Men like Wilson were allowed to pursue selfish ends but (i) they were to be defeated eventually and (ii) others responded more positively like Friday, who is to be the next Captain! Wilson was unexpectedly smart and nearly succeeded but, fortunately, Friday was on hand to stop him. The idealist Friday had been demoted precisely so that he would learn practical politics. Next, because of their role in quelling the mutiny, the Guilds will, after some further necessary difficulties, gain a seat on the Council, where they will be represented by Friday. Then, the Guilds will join with Astro, oust the other factions, hopefully without violence, restore a mercantile economy and make Friday Captain.
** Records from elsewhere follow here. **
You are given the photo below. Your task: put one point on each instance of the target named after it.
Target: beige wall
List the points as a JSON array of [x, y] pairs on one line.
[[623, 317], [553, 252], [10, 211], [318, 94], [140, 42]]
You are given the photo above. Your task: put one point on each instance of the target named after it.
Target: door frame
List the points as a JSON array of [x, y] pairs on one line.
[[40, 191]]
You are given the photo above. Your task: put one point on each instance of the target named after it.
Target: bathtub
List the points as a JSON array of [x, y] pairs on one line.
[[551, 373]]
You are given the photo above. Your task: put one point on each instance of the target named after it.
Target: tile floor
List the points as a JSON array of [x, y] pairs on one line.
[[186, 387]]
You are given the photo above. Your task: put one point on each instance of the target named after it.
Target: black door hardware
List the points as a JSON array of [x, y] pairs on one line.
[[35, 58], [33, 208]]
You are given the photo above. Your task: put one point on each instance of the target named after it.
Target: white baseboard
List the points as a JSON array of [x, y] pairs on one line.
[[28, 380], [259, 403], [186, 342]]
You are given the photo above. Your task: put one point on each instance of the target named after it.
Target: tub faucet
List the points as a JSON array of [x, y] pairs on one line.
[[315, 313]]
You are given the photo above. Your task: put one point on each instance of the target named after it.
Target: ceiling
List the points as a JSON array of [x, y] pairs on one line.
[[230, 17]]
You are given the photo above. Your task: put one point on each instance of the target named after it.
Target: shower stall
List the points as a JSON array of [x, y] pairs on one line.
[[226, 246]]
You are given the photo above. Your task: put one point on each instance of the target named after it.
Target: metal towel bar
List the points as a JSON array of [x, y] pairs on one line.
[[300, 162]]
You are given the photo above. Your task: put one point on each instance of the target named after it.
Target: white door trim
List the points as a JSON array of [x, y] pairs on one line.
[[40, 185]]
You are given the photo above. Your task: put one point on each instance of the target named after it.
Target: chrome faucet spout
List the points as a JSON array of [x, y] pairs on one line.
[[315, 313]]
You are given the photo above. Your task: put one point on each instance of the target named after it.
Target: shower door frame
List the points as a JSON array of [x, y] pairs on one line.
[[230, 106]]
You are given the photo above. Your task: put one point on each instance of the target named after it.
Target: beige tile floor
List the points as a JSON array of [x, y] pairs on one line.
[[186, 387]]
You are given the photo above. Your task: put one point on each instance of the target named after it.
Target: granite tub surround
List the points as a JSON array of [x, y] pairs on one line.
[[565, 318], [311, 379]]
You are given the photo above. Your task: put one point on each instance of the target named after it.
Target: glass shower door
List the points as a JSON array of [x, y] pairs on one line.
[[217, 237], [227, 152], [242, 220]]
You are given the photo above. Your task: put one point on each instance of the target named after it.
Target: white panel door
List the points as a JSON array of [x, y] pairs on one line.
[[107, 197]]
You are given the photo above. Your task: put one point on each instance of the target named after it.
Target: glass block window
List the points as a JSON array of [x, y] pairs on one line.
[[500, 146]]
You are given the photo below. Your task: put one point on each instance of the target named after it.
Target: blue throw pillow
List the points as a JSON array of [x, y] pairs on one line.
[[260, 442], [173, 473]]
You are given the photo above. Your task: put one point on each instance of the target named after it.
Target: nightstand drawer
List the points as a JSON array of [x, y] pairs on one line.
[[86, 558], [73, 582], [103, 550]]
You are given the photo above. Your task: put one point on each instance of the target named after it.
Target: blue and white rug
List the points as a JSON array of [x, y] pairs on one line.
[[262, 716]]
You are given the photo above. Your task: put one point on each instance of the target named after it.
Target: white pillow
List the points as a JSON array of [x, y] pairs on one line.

"The Troublemakers" is set in 2205. Friday should become Captain in about 2210. The psychologists, who will by then include Friday, will have reunited humanity in the Pioneer four or five years before 2249, when the ship is due to reach Alpha Centauri. Thus, Friday will spend about thirty five years leading the crew through social struggles that will eventually reunite them with the common purpose of colonization.

I have done my best to summarize the argument but I also disagree with it and will explain why in another post.